Davis downplays charter school complaint
Associate Education Minister Kelvin Davis has brushed off a formal complaint from one of the charter schools in the Government’s firing line, saying he is not showing any favouritism to those within his electorate.
Before the election, Davis promised to resign if the two partnership schools (also known as charter schools) in his Te Tai Tokerau electorate were closed. The introduction of government legislation to abolish charter schools, a pre-election Labour pledge, has led to protests from the affected schools and put pressure on those within Labour who have spoken favourably of them.
As part of the Ministry of Education’s report to Parliament’s education and workforce committee, National education spokeswoman Nikki Kaye asked about “chatter from some schools” that ministers had been speaking to them.
“I want to confirm in what capacity and what advice is coming from the Ministry of Education officials.
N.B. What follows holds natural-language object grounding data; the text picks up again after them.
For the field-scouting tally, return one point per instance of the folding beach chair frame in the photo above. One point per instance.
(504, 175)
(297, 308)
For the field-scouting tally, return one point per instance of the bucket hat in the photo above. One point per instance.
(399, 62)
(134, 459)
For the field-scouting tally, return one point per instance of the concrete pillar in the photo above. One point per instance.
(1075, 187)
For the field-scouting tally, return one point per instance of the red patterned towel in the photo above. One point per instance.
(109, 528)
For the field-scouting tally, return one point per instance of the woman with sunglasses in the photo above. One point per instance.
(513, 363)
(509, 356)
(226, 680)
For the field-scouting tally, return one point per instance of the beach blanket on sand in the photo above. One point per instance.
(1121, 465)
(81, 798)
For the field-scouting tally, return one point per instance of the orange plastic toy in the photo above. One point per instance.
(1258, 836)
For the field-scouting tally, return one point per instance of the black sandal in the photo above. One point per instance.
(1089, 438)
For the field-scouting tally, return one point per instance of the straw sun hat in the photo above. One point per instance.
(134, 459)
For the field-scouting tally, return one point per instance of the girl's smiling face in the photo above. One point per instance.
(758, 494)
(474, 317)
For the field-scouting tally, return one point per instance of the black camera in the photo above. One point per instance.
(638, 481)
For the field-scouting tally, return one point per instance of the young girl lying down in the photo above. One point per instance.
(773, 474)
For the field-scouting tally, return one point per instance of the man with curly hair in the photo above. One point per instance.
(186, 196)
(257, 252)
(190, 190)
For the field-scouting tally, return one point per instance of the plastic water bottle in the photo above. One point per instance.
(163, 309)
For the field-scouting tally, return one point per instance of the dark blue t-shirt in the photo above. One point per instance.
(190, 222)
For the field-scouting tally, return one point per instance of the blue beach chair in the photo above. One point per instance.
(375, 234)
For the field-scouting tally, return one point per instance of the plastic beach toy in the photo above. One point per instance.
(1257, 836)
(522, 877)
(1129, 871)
Is Kelvin Davis acting in his capacity as Associate Minister of Education when he is talking to partnership schools?”
Ministry of Education chief executive Iona Holsted told the committee the Ministry had received a complaint on Tuesday night from the Villa Education Trust, which runs two charter schools in South and West Auckland.
“They felt that other ministers were meeting other partnership schools. We will be responding to that complaint directly.”
Holsted later confirmed the complaint related to Davis.
The complaint, sent to Prime Minister Jacinda Ardern and Education Minister Chris Hipkins by Villa Education Trust spokesman Alwyn Poole, raised concerns about Davis’s discussions with some charter schools in the light of Hipkins’ comments that negotiations had to be handled by ministry officials.
“Chris you have refused to speak to us because this is ‘in process’ and you have stated the all negotiations are the role of the Ministry officials.
“Can you explain then why Kelvin David [sic] had been speaking to He Puna Marama and with the full knowledge of the Prime Minister.”
Davis told media he was aware of the complaint but did not believe his conversations constituted a conflict of interest.
“I was contacted by He Puna Marama Trust because they were concerned about the scaremongering from the National and Act parties, and I spoke to He Puna Marama Trust through the publicly available information so there’s no favouritism.”
Ardern said she had not seen the complaint itself, but was confident Davis had handled the issue appropriately.
“It was very clear to me the basis on which he was answering questions...there’s no doubt that Kelvin has a close connection to the schools in his area and of course his knowledge of the schools in his area means he’ll often be speaking as a representative for Northland.”
Ardern said Davis had spoken strongly in the past about the need to support Northland students, while it was clear who was actually undertaking negotiations with the affected partnership schools.
Speaking during Question Time, Davis said he would fully comply with any enquiries following the complaint.